The speech ends with a significant rhetorical error.

Promises made in an election campaign mean nothing if you don't have a strong economy providing the wherewithal to make those promises affordable and achievable.


Really, it should be child's play to argue that the Man of Steel is always a bit rubbery when it comes to keeping promises and economic circumstances can and will be used to revoke any undertaking. The avalanche of spending promises is cleverly targeted at various constituencies and marginal seats. It might be too clever. There might just be too many proposals for individual promises to reach the groups they are aimed at.
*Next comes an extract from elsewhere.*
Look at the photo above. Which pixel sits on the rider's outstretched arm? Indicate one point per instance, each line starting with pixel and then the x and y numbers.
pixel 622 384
Despite passionate uxorial avowals, the credibility of the Man of Steel is on the slide. If that goes, the government goes.

the Bushdate of Heaven

Between 1851 and 1864 the Taiping rebellion convulsed China. Armies despatched to suppress the rebellion were invariably victorious. Each conquering general immediately reported his success to the court. Each success happened closer and closer to Beijing. The grand eunuchs who controlled the flow of information to the throne decided their palace careers would be improved by ignoring this regrettable lack of military success. Their careers flourished.

The Xianfeng Emperor continued happily issuing bulletins and proclamations recounting each success more splendid than the last to a bemused populace. The Xianfeng Emperor's missives were not read in south or central China. The Taiping ruled there. Eventually the Western powers decided their interests would be improved if they kept the collapsing Qing dynasty in power and Western armies threw the Taiping back from Shanghai.

There is, of course, no resemblance between China and Iraq There is a lot more sand in Iraq.